Parts of Great Barrier Reef show highest coral cover seen in 36 years, report finds

Central and northern parts of Australia’s Great Barrier Reef showing the highest coral cover seen in 36 years, showing that the fragile UNESCO World Heritage Site may still be recovering from decades of loss, a monitoring group reported on Thursday. Coral cover in the southern region of the reef has decreased, and the reef is vulnerable to increasingly general disturbances such as large-scale bleaching events, the group said.

The average hard coral cover in the northern region of the reef had increased from 27% in 2022 to 36% in 2022, and the central region increased by 33% in 2022 to 27% in 2021, according to the Australian Institute of Marine Science (ASI).
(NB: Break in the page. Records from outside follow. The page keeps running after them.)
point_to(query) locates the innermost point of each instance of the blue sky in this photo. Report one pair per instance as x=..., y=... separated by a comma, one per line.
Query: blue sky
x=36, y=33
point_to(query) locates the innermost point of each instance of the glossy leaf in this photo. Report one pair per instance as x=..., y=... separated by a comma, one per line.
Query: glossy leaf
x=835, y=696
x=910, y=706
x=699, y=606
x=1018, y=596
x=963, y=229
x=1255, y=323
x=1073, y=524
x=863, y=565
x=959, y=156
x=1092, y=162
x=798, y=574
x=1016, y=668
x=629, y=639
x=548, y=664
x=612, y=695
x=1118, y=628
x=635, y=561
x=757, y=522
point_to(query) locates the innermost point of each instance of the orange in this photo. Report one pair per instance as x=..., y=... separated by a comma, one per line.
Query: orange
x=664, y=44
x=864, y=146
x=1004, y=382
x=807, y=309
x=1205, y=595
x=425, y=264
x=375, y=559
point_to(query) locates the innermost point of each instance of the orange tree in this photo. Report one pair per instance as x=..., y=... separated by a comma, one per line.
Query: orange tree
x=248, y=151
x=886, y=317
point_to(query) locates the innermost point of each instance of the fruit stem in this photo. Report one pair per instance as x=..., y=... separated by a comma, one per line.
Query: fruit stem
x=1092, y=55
AIIMS) in its annual summary said: report good,

Despite this, AIMS CEO Dr Paul Hardisty said in a statement, “In 2020/21 we lost a third of the gains in coral cover recorded in the South last year.” , “This shows how vulnerable the reef is to persistent, intense and severe disturbances that are occurring more frequently, and are longer lasting.”

AIMS has been monitoring the Great Barrier Reef since 1986. It said the increase in the frequency of mass bleaching events – when coral, in response to stressful conditions such as heat, loses its pigment and symbiotic algae, turns white, and potentially dies – “were unknown.” ” region.”
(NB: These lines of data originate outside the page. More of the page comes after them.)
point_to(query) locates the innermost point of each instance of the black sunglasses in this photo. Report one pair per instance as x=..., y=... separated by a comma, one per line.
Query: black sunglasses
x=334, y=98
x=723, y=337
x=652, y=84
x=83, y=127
“In our 36 years of monitoring the state of the Great Barrier Reef, we have never seen bleaching events so closely,” Hardisty said. “Every summer the reef is at risk of temperature stress, bleaching and potential mortality, and our understanding of how ecosystems respond is still evolving.”
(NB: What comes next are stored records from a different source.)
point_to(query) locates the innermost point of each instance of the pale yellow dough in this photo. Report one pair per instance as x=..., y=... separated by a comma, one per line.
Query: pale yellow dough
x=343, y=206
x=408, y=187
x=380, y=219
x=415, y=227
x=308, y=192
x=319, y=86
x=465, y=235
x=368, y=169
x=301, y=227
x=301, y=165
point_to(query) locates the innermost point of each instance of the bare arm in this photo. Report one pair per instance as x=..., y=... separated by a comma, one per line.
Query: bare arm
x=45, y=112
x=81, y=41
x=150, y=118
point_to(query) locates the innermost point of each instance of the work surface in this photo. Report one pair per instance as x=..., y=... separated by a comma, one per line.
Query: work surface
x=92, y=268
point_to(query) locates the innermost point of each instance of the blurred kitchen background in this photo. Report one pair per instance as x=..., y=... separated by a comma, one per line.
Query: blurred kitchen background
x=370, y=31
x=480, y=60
Dr Mike Emsley, also from the AIMS monitoring program, said that much of the coral growth in the north and central parts of the reef was driven by fast-moving but fragile Acropora corals, and could therefore be quickly reversed.

“These corals are particularly vulnerable to wave damage, such as those generated by strong winds and tropical cyclones,” Emsley said. “The increasing frequency of rising ocean temperatures and the extent of large-scale bleaching events highlight the significant danger climate change poses to all reefs, especially when outbreaks of crown-thorn starfish and tropical cyclones are also occurring. Future turbulence could reverse the observed recovery. Shorter time.”